The development of an AI algorithm by Imperial privacy experts allows for the automatic testing of privacy-preserving systems for potential data leaks.
Google Maps and Facebook are two examples of systems that use this type of technology, but this is the first time AI has been utilized to automatically find flaws in them.
The experts from Imperial’s Computational Privacy Group examined attacks on query-based systems (QBS), which are managed interfaces used by analysts to query data and derive useful global statistics. They subsequently created a brand-new AI-enabled technique called QuerySnout to discover QBS attacks.
QBS gives analysts access to statistics collections compiled from personal information like location and demographics. They are currently used in Facebook’s audience measurement feature to estimate the size of the audience in a specific location or demographic to aid in advertising promotions or in Google Maps to display real-time information on how busy an area is.
The team from the Data Science Institute, which also included Ana Maria Cretu, Dr. Florimond Houssiau, Dr. Antoine Cully, and Dr. Yves-Alexandre de Montjoye, discovered in their latest study that effective attacks against QBS can be quickly and automatically detected by pressing a button.
The study was presented at the 29th ACM Conference on Computer and Communications Security.
Attacks have so far been manually developed using highly skilled expertise. This means it was taking a long time for vulnerabilities to be discovered, which leaves systems at risk. OuerySnout is already outperforming humans at discovering vulnerabilities in real-world systems.
Dr Yves-Alexandre de Montjoye, Study Senior Author and Associate Professor, Imperial College London
The Need for Query-Based Systems
Over the past ten years, our capacity to gather and store data has multiplied. Despite the fact that much of this data is personal and is therefore protected by laws like the EU’s General Data Protection Regulation, its use raises serious privacy concerns.
Therefore, a timely and important question for data scientists and privacy experts is how to allow data to be used for good while maintaining our fundamental right to privacy.
QBS could make it possible to perform anonymous data analysis at scale while protecting privacy.
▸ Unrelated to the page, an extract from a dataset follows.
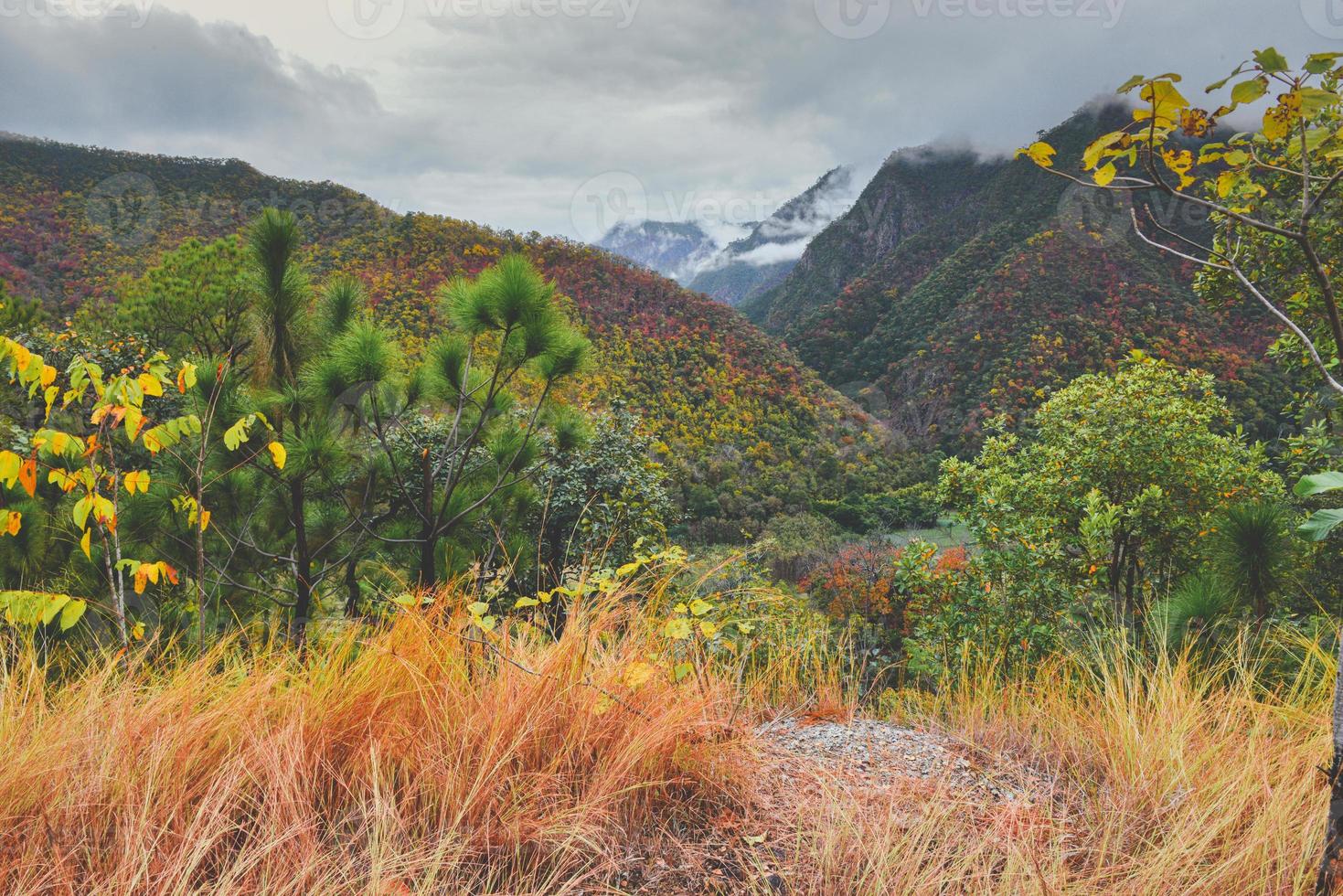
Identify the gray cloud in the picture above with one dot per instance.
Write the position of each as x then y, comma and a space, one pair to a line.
500, 119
In QBS, curators maintain control over the data and can therefore check and scrutinize queries sent by analysts to ensure that any returned information does not include personally identifiable information.
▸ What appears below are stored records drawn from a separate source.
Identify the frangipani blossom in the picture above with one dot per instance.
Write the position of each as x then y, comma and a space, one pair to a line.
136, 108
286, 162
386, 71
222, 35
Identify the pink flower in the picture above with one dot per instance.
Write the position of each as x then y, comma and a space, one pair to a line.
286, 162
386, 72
However, malicious attackers can get around such systems by creating queries that infer personal information about specific people by taking advantage of system flaws or implementation errors.
Testing the System
The formation and implementation of QBS have been halted due to the risks of unknown, powerful “zero-day” attacks, in which attackers take advantage of security flaws in systems.
Data breach attacks can be simulated to find information leaks and potential vulnerabilities, testing the robustness of these systems in a manner similar to penetration testing in cyber-security.
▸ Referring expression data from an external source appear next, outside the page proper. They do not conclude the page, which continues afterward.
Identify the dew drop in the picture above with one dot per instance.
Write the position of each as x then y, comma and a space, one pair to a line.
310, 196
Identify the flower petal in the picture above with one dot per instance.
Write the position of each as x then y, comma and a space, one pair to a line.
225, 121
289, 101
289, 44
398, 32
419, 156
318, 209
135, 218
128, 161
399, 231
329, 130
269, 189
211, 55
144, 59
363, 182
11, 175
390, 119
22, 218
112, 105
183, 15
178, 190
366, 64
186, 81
The manual design and implementation of these attacks against complex QBS is a challenging and drawn-out process, though.
Accordingly, the researchers assert that limiting the possibility of powerful, unmitigated attacks is crucial for enabling QBS to be implemented safely and effectively while upholding the privacy rights of individuals.
The Imperial team created a brand-new AI-enabled technique called QuerySnout that functions by learning what queries to pose to the system to elicit responses. It then learns to automatically combine the responses to find potential privacy vulnerabilities.
The model can develop an attack using a series of questions and a combination of answers to reveal a specific piece of private information by using machine learning. The QuerySnout model can learn the proper sets of questions to ask through the use of a fully automated process known as “evolutionary search.”
This occurs in a “black-box setting,” meaning that the AI only needs access to the system and is not required to understand how it operates to find the vulnerabilities.
We demonstrate that QuerySnout finds more powerful attacks than those currently known on real-world systems. This means our AI model is better than humans at finding these attacks.
Ana-Maria Cretu, Study Co-First Author and PhD Student, Imperial College London
QuerySnout currently only tests a few functionalities.
Dr de Montjoye added, “The main challenge moving forward will be to scale the search to a much larger number of functionalities to make sure it discovers even the most advanced attacks.”
Even so, the model enables analysts to test the resistance of QBS to various kinds of attackers. The creation of QuerySnout is a significant advancement in protecting people’s privacy when it comes to query-based systems.